Meritagehighlands.com – Dalam peristiwa yang terjadi di Jogja Marathon, Brigjen TNI Yuniar Dwi Hantono, Danrem 072/Pamungkas, terlibat dalam insiden saat mencoba menarik paksa ajudannya yang tidak mengenakan nomor Bib. Insiden ini menuai perhatian publik, namun pihak Korem menyatakan bahwa masalah tersebut telah diselesaikan secara kekeluargaan.
Kepala Penerangan Korem 072/Pamungkas, Mayor Inf Suwito, menjelaskan bahwa ajudan mulai mengikuti kegiatan dengan menggunakan nomor peserta resmi. Namun, saat pelaksanaan acara, terdapat kemungkinan nomor tersebut terlepas akibat kerumunan peserta yang padat. Kesalahpahaman ini memicu situasi yang tidak menguntungkan saat pemeriksaan oleh petugas.
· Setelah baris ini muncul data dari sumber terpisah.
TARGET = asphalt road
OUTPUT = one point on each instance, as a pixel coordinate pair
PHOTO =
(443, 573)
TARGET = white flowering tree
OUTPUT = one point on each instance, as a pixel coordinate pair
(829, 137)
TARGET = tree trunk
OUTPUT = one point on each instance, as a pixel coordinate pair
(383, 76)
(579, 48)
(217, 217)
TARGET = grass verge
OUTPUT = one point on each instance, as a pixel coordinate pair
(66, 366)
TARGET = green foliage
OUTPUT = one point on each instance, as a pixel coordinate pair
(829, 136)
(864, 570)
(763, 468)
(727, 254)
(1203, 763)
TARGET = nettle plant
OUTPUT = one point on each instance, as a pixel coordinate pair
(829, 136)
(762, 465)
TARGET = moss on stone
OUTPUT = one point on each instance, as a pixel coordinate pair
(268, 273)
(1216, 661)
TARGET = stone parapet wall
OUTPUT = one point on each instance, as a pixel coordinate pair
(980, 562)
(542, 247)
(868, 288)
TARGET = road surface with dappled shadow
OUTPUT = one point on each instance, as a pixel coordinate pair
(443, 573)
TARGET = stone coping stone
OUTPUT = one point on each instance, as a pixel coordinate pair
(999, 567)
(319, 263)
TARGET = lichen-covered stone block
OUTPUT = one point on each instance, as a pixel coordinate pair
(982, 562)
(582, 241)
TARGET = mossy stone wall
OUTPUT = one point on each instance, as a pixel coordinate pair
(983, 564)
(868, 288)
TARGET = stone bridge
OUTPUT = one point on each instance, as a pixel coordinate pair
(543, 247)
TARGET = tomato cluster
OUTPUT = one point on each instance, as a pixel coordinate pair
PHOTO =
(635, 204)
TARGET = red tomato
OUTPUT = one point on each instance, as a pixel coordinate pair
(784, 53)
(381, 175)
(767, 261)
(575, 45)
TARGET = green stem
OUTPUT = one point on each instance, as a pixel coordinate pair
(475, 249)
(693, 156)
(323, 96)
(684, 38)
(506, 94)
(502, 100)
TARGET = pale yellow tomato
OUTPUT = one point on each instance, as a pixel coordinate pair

Suwito menambahkan bahwa setelah insiden tersebut, komunikasi antara pihak Danrem dan penyelenggara acara telah dilakukan. Semua pihak sepakat bahwa kejadian ini adalah persoalan teknis yang segera diselesaikan. Ia memberikan apresiasi kepada profesionalisme panitia dan petugas yang menjalankan tugas dengan baik untuk menjaga ketertiban acara.
Ia juga menyampaikan harapan agar masyarakat dapat menanggapi peristiwa ini dengan proporsional dan tidak mengaitkannya dengan isu lain yang tidak berdasar. Hubungan antara Korem 072/Pamungkas dan penyelenggara acara dipastikan tetap baik, dan mereka berupaya untuk mencegah terulangnya kesalahpahaman di masa depan.